As a policy coordinator/project manager, he studies and writes on a range of foreign policy topics, drawing on his degree in International Relations from Wheaton College. Although AEI does not always coincide with his own political preferences – Peyton was a fervent Obama supporter – he describes his work in the more conservative surroundings of the institute as a valuable learning experience. "Ultimately, our personal politics should transcend the left-right dichotomy," says Peyton.
David graduated from high school with the goal of joining the U.S. Navy, but a foreign exchange year in France altered these plans. Instead, he enrolled at Wheaton College, where he became close friends with two other HIA fellows. David decided to apply and ended up participating in the HIA Fellowship in Berlin.
At first, he was uncertain how other HIA fellows would receive his Christian background and his work with church groups in Chicago. He was pleased to discover that despite HIA fellows' different nationalities and life experiences, there was a surprising unanimity of mission present in the group. "There is a common language spoken around the HIA table," he reflects. "Even though we come from different perspectives, in the end we want the same thing - to identify human rights problems and then to tackle them."

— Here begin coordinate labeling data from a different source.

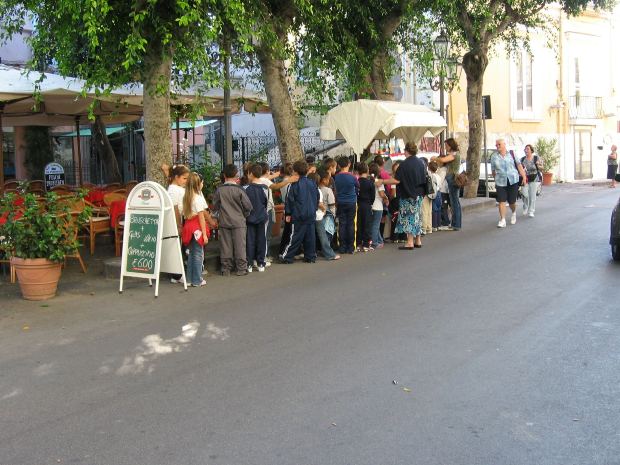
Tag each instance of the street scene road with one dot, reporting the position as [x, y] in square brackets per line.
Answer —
[486, 346]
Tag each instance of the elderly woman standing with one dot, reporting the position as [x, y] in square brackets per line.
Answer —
[411, 189]
[532, 166]
[506, 172]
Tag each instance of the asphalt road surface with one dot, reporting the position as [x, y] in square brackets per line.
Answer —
[486, 346]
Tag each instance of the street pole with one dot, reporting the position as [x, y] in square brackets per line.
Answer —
[486, 165]
[1, 149]
[227, 106]
[441, 113]
[77, 132]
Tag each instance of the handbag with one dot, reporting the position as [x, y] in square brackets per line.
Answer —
[517, 168]
[430, 188]
[461, 179]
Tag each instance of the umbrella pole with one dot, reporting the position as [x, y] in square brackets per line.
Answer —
[179, 160]
[1, 148]
[77, 131]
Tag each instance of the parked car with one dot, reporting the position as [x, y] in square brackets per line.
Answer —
[614, 236]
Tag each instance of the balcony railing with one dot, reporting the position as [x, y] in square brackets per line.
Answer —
[583, 107]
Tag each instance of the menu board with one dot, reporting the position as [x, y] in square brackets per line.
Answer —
[141, 230]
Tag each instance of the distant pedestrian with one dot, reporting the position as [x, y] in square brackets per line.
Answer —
[256, 237]
[411, 188]
[365, 199]
[452, 161]
[325, 213]
[378, 206]
[195, 230]
[532, 166]
[300, 208]
[612, 166]
[234, 207]
[506, 172]
[347, 187]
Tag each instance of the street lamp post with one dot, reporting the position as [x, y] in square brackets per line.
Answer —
[445, 75]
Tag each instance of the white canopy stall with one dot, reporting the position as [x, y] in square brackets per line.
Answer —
[361, 122]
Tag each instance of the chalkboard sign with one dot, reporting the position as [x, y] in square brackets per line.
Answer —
[150, 241]
[141, 231]
[54, 175]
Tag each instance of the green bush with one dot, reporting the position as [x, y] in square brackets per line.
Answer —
[547, 151]
[37, 229]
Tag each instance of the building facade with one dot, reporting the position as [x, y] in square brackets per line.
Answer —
[565, 88]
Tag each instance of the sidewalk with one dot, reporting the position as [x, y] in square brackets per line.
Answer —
[103, 266]
[112, 266]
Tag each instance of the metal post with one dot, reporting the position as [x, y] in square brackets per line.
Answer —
[227, 105]
[1, 148]
[486, 165]
[178, 140]
[77, 132]
[442, 136]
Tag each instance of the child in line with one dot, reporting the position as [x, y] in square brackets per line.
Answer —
[378, 204]
[195, 231]
[256, 239]
[394, 208]
[347, 187]
[436, 199]
[324, 214]
[427, 207]
[365, 199]
[234, 207]
[300, 208]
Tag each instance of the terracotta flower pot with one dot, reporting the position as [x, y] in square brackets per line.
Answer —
[277, 226]
[38, 277]
[547, 178]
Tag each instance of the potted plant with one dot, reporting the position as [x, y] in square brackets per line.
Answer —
[547, 151]
[37, 233]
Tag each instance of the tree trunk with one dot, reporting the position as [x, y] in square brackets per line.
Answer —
[281, 104]
[379, 81]
[474, 63]
[157, 135]
[105, 151]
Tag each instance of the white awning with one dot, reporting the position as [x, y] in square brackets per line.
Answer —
[362, 121]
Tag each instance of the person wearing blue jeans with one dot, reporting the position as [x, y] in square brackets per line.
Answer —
[455, 203]
[347, 188]
[452, 161]
[325, 238]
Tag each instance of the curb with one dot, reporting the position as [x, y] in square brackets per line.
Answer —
[112, 266]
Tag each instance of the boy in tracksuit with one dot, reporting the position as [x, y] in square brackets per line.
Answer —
[258, 194]
[347, 188]
[300, 208]
[234, 207]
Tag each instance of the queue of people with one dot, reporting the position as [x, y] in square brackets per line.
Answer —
[338, 208]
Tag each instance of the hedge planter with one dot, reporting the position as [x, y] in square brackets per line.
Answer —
[38, 277]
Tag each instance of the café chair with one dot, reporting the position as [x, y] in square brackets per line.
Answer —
[72, 221]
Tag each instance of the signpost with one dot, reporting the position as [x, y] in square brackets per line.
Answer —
[54, 175]
[151, 240]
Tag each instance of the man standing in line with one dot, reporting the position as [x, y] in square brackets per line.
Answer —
[506, 172]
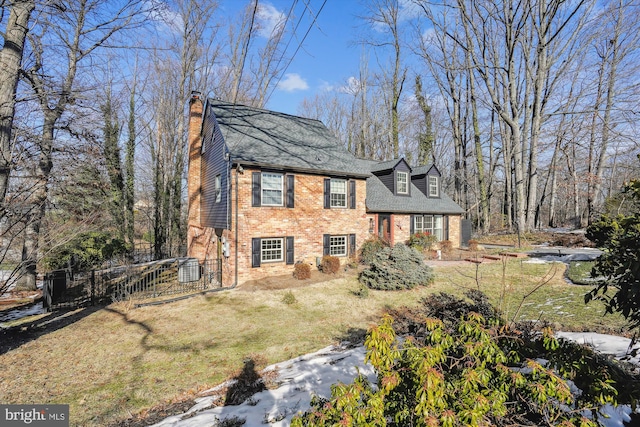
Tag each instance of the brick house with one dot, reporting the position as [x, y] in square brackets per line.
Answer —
[267, 190]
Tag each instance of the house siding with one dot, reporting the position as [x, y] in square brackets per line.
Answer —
[215, 161]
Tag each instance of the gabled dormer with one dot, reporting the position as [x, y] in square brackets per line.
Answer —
[428, 179]
[395, 175]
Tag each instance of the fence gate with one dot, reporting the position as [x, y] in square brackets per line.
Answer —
[164, 278]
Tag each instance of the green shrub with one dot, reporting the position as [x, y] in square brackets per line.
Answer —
[467, 372]
[302, 271]
[370, 248]
[330, 264]
[422, 241]
[446, 246]
[86, 251]
[397, 268]
[618, 269]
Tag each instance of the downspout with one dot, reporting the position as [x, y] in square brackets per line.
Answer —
[237, 225]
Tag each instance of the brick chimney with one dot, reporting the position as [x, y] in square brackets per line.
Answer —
[194, 186]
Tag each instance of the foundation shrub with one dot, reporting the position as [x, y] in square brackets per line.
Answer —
[370, 248]
[397, 268]
[446, 246]
[302, 271]
[288, 298]
[330, 264]
[422, 241]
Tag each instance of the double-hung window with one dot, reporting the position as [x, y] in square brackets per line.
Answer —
[271, 189]
[418, 224]
[402, 182]
[266, 250]
[434, 187]
[338, 245]
[338, 193]
[432, 224]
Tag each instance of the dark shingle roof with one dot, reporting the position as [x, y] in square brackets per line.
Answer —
[266, 138]
[381, 199]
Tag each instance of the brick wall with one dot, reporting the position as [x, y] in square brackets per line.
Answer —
[454, 230]
[199, 238]
[306, 222]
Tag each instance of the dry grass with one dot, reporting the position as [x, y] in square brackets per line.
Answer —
[112, 363]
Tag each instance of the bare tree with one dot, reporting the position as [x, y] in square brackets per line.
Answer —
[75, 31]
[384, 17]
[618, 41]
[10, 61]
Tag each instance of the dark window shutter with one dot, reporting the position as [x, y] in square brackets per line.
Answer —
[290, 253]
[352, 245]
[327, 193]
[446, 227]
[352, 194]
[255, 189]
[255, 252]
[326, 242]
[291, 179]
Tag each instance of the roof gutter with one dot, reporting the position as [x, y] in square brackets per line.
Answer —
[303, 170]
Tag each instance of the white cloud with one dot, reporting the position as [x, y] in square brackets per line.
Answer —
[351, 87]
[292, 82]
[269, 20]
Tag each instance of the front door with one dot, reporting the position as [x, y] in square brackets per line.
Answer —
[384, 227]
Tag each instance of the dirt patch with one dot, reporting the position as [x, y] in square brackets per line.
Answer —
[287, 281]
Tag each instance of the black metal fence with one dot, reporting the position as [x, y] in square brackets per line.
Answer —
[156, 279]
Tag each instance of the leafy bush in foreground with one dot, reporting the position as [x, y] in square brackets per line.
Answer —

After the program, Peyton decided it was his turn to tackle a big problem. As president of the Student Global Aids Campaign at Wheaton College, he worked on HIV/AIDS advocacy campaigns in the Chicago area. He then traveled to Rwanda to work with a microfinance institution that was extending credit to HIV positive clients. During his seven-month stay, he also had the opportunity to observe UN organizations and other foreign assistance programs up close. He realized that in the aftermath of the 1994 genocide, Rwanda was working through issues of justice, reconciliation, and forgiveness similar to those that Europe faced after World War II. His project also convinced him of the importance of economic development as a "first line of defense."
"I've become more of a realist when it comes to the UN and humanitarian organizations," he says about his experience in Rwanda. “It is a step forward that the international community recognizes that major mistakes were made. We've got a long way to go." And where will David Peyton go next? He hasn't sketched that out yet. Maybe the UN, an NGO, or even American politics. "So much is happening in DC", he claims enthusiastically.